とても美しい光景だった。青い空に対比するように海は氷河に覆われて真っ白だった。海鳥が風を切って力強く飛び、漁船の旗が煌めく。色とりどりの建物は真っ白な海に対比するようで鮮やかな美しさがあった。
「あれが、海…」
感動してポツリと言葉をこぼす。エルドの冬は雄大で美しいと評した画家がいたことをぼんやりと思い出す。自然が近い街だから当たり前だろう、とオリガは至極冷静に考えていたが、目の当たりにするとその意味がよくわかる。海と大山脈が近いこの街があまりにも美しい。
オリガはしばし景色に見惚れて立ち止まっていたが、その感動を引きづるように背を向けて歩き出した。
坂の下から見た時は可愛らしい大きさの教会であったが、いざ近づいてみるとかなり大きい。教会の上には切り立つヴェルデ大山脈の姿が連なり、それが宗教画の如く神秘的な姿に見えた。
帝国の教会の中でも最も清貧と敬虔を追求したエルド教会。帝都の教会とはまた違った凄みがあり、オリガは気圧されて生唾を飲み込んだ。チャイムに近づく指先が微かに震える。オリガは深呼吸を3回もした後、ついにチャイムを鳴らした。リンゴーン、と思ったよりも軽快な音が鳴り響く。
「思ったよりも早く到着しましたね」
教会から顔を覗かせたのは、優しい表情をした男性であった。
栗毛色の髪に緑色の瞳。肌は白く健康的な色をしている。細いフレームのメガネが太陽を反射してチカリと光った。紺色の制服に、右胸に月と竜のバッチ。…祭祀である。
「お待ちしておりましたよ、オリガ」
「っあ、お、お初にお目にかかります!祭祀様!」
オリガは一気に顔に血が昇って慌てて頭を下げた。
祭祀は教会の中でもトップクラスの地位を持った人間を指す。全体の約2%の人材が星の導きによって選ばれる教会の先導者である。現在の祭祀は約15人。うち10人は世界に散らばって教えを解いたり、国内の聖地の管理などを行なっている。確かにエルデには聖地であるヴェルデ大山脈があるが、まさか、祭祀が身を寄せているのがこのエルデの街の教会だったなんて。エルデの近隣の街にはエルデよりも大きな教会がいくつかある。てっきりそっちに身を寄せているだろうと高を括っていた。

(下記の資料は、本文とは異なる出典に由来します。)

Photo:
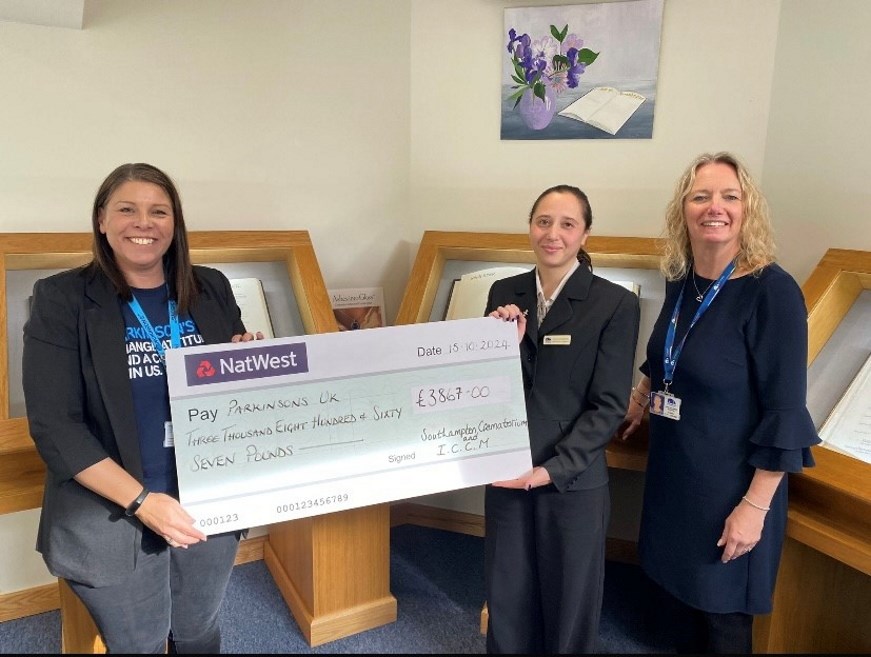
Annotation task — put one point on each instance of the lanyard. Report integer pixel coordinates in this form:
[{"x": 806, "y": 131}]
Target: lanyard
[
  {"x": 174, "y": 329},
  {"x": 670, "y": 354}
]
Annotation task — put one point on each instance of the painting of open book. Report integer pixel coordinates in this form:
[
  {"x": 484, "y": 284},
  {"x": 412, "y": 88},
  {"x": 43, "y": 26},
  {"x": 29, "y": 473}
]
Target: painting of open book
[{"x": 583, "y": 71}]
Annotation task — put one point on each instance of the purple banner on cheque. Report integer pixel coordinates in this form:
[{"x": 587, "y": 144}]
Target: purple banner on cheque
[{"x": 244, "y": 364}]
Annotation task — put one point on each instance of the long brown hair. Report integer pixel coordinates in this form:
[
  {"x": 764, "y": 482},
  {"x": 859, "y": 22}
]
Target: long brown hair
[{"x": 176, "y": 261}]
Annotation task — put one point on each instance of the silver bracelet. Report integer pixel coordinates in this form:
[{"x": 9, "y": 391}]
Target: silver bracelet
[{"x": 756, "y": 506}]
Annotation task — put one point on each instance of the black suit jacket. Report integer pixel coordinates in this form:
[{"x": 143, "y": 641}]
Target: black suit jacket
[
  {"x": 576, "y": 394},
  {"x": 80, "y": 411}
]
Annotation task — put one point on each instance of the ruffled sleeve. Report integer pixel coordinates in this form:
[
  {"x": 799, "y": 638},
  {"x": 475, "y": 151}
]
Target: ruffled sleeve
[{"x": 777, "y": 341}]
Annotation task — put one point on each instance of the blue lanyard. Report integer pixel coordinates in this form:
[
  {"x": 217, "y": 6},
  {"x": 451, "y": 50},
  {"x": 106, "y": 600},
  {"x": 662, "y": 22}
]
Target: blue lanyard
[
  {"x": 174, "y": 328},
  {"x": 670, "y": 354}
]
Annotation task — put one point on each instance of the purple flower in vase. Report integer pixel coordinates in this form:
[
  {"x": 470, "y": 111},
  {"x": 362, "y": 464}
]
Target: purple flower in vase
[{"x": 575, "y": 68}]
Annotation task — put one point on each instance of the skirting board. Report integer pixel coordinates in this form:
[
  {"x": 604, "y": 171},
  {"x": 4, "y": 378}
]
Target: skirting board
[
  {"x": 39, "y": 599},
  {"x": 408, "y": 513}
]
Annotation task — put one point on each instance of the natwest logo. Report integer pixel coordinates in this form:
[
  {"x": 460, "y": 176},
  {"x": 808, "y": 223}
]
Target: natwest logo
[{"x": 242, "y": 364}]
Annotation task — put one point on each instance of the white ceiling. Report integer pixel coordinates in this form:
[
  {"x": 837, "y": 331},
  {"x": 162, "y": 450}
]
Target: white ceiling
[{"x": 52, "y": 13}]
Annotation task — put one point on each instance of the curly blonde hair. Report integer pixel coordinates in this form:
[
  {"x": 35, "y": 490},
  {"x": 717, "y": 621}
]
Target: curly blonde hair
[{"x": 757, "y": 236}]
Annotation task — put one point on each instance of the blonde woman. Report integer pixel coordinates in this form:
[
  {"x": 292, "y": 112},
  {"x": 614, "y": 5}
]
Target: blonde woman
[{"x": 728, "y": 357}]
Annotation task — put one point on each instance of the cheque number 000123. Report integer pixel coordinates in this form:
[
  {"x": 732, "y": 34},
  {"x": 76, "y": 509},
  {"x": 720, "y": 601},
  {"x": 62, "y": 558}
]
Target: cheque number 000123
[{"x": 431, "y": 397}]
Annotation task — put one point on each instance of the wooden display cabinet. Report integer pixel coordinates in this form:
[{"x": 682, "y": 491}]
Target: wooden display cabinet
[
  {"x": 823, "y": 594},
  {"x": 333, "y": 570}
]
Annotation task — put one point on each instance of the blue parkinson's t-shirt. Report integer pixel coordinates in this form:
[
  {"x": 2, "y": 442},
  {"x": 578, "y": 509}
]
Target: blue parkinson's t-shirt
[{"x": 149, "y": 386}]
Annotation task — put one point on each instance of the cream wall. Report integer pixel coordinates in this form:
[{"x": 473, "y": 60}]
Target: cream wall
[
  {"x": 819, "y": 137},
  {"x": 270, "y": 114}
]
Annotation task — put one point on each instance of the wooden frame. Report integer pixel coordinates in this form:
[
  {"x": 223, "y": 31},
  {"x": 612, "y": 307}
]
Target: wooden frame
[
  {"x": 332, "y": 570},
  {"x": 824, "y": 586},
  {"x": 437, "y": 248}
]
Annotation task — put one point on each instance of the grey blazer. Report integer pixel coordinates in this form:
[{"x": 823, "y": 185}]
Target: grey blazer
[
  {"x": 80, "y": 411},
  {"x": 576, "y": 393}
]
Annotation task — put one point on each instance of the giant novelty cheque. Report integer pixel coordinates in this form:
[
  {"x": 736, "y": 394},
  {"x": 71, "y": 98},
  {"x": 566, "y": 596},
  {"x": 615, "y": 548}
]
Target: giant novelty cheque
[{"x": 285, "y": 428}]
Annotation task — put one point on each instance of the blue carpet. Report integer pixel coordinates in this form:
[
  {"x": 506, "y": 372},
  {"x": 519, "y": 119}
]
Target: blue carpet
[{"x": 437, "y": 578}]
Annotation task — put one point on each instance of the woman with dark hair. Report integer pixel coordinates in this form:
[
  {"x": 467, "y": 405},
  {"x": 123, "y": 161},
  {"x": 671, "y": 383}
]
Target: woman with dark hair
[
  {"x": 728, "y": 358},
  {"x": 545, "y": 531},
  {"x": 98, "y": 408}
]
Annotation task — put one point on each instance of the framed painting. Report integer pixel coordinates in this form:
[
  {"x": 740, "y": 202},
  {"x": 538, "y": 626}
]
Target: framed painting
[{"x": 581, "y": 71}]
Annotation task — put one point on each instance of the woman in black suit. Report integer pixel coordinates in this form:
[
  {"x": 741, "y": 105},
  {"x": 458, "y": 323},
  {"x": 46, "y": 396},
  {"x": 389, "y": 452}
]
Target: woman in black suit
[
  {"x": 98, "y": 408},
  {"x": 545, "y": 530}
]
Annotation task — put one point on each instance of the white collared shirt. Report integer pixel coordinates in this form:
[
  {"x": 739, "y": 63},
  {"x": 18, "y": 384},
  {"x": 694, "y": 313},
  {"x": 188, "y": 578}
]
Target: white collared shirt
[{"x": 545, "y": 304}]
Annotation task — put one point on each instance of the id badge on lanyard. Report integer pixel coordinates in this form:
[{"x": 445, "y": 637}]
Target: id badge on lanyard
[{"x": 664, "y": 403}]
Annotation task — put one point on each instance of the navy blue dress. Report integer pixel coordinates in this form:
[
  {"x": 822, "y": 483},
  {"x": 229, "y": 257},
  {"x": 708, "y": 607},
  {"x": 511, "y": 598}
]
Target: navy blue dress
[{"x": 742, "y": 379}]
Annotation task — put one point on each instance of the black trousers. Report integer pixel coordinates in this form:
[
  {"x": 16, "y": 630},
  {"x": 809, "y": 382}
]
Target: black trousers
[
  {"x": 701, "y": 632},
  {"x": 544, "y": 569}
]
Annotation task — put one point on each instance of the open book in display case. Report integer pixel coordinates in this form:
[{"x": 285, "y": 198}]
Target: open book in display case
[
  {"x": 823, "y": 591},
  {"x": 333, "y": 569}
]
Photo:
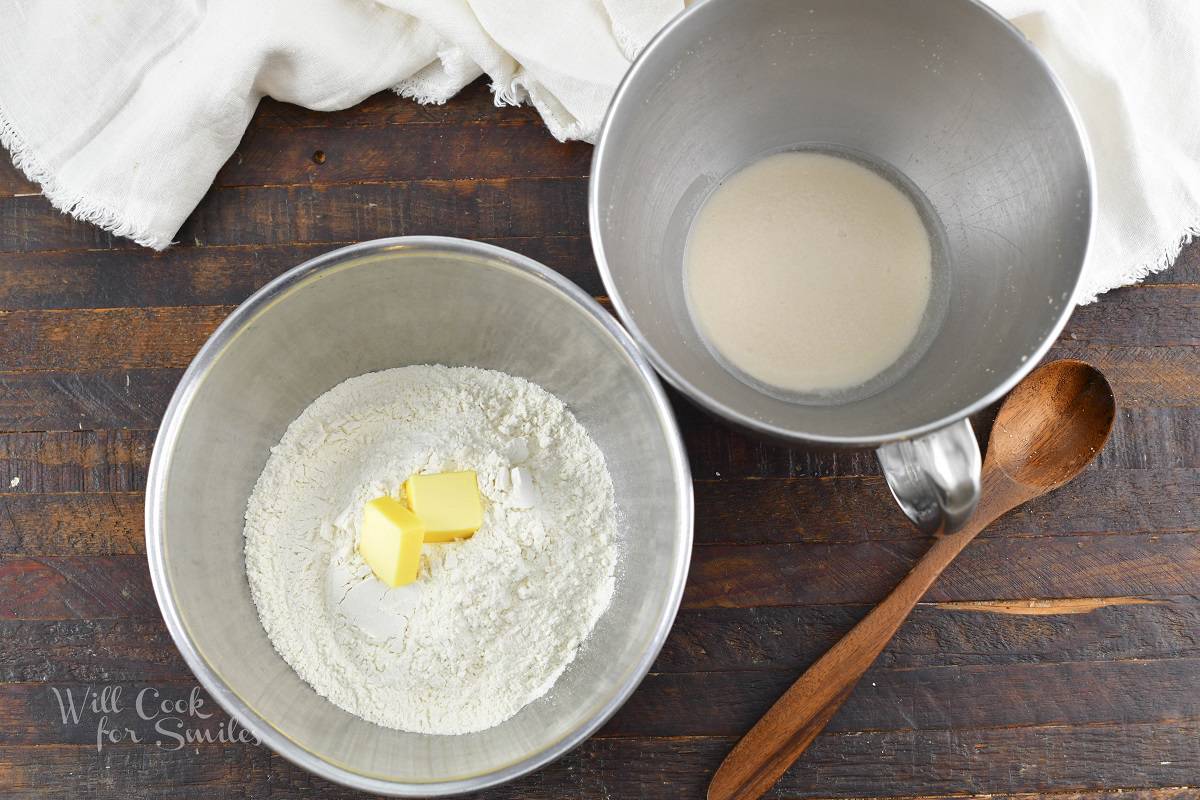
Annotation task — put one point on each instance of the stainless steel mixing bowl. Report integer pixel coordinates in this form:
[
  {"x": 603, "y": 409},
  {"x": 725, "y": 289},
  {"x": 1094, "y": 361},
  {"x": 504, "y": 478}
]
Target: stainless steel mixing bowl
[
  {"x": 369, "y": 307},
  {"x": 942, "y": 92}
]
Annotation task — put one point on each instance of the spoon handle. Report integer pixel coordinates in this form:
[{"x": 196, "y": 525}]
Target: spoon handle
[{"x": 796, "y": 719}]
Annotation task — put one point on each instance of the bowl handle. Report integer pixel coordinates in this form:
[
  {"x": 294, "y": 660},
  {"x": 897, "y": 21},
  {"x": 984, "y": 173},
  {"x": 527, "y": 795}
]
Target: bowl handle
[{"x": 935, "y": 479}]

先輩はエルデの教会にいるなんて、そんなこと一言も言ってくれなかったのに…!とオリガは帝都で自分に教えを解いてくれた先輩に心の中で文句を言った。赤毛が美しい祈り手の先輩は憎たらしくもニコニコ笑っている。これも修行のうちです、とでも言いたげな表情であった。
「そう緊張しなくてもよろしい。教会が勝手に決めた地位ですからそう畏まらなくていいんですよ。本来、私たちには地位による格差などありません。皆、平等に竜神様の加護のもとで生きているに過ぎません。私のことは父と思ってタメ口で接してくれてもいいんですよ」
「め!滅相もございません。ま、まさか、祭祀様のもとで祈り手として経験を積めるなんて…!感激です…!」
「ふふ、何だかそこまで喜んでくれると面映ゆいですね。ああ、雪が降っていますね。中に入りなさい。外は寒いでしょう」
「はいっ、失礼いたします」
オリガは興奮で赤くなった頬をそのままに教会の扉を潜った。